I have a spark master and a worker working in docker containers with spark 2.0.2 and hadoop 2.7. I am trying to submit a job from pyspark from another container (same network) by running

df ="/data/test.json")


But I am getting this error:

java.lang.NoSuchMethodError: org.apache.avro.generic.GenericData.createDatumWriter(Lorg/apache/avro/Schema;)Lorg/apache/avro/io/DatumWriter;


It doesn't matter if I try interactively or with spark-submit. These are my downloaded packages to sparks:

com.databricks#spark-avro_2.11;3.2.0 from central in [default]
com.thoughtworks.paranamer#paranamer;2.7 from central in [default]
org.apache.avro#avro;1.8.1 from central in [default]
org.apache.commons#commons-compress;1.8.1 from central in [default]
org.codehaus.jackson#jackson-core-asl;1.9.13 from central in [default]
org.codehaus.jackson#jackson-mapper-asl;1.9.13 from central in [default]
org.slf4j#slf4j-api;1.7.7 from central in [default]
org.tukaani#xz;1.5 from central in [default]
org.xerial.snappy#snappy-java; from central in [default]


spark-submit --version


scala version - 2.11.8

My pyspark command:

PYSPARK_PYTHON=ipython /usr/spark-2.0.2/bin/pyspark --master spark://master:7077 --packages com.databricks:spark-avro_2.11:3.2.0,org.apache.avro:avro:1.8.1


My spark-submit command:

spark-submit --master spark://master:7077 --packages com.databricks:spark-avro_2.11:3.2.0,org.apache.avro:avro:1.8.1


I read here that it might be caused by "old version of avro in use", so I tried using 1.8.1, but I still get the same error. Reading avro works fine. Any help?

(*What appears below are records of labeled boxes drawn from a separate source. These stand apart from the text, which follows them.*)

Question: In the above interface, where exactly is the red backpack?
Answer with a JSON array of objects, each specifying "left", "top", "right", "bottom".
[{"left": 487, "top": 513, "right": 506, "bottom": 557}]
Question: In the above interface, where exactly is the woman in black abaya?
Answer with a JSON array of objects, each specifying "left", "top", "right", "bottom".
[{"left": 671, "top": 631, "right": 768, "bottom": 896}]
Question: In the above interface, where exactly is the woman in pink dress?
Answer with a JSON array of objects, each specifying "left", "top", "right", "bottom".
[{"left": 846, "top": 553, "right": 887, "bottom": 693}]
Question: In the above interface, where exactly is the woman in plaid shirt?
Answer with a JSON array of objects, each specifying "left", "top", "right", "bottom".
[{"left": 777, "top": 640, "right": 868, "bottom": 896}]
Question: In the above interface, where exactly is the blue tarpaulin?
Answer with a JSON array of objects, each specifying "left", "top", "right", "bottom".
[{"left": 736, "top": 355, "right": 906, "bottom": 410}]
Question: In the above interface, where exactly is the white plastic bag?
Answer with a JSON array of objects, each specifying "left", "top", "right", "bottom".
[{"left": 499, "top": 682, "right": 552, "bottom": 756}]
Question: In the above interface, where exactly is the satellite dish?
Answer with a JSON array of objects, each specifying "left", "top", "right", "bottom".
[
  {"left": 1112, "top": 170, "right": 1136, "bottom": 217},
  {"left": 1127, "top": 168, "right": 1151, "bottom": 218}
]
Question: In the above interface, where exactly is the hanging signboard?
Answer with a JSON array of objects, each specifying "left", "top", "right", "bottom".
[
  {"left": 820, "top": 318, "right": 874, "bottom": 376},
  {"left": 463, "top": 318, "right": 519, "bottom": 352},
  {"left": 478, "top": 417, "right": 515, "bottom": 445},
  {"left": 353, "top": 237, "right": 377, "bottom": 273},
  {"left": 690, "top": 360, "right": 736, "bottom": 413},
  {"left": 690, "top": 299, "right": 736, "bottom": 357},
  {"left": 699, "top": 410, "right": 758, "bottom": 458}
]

The reason for this error is that apache avro version 1.7.4 is included in hasoop by default, and if the SPARK_DIST_CLASSPATH

env variable includes general chaos ( $HADOOP_HOME/share/common/lib/

) in front of ivy2 jars, the wrong version may instead of the version required by spark-avro (> = 1.7. 6) and installed in ivy2.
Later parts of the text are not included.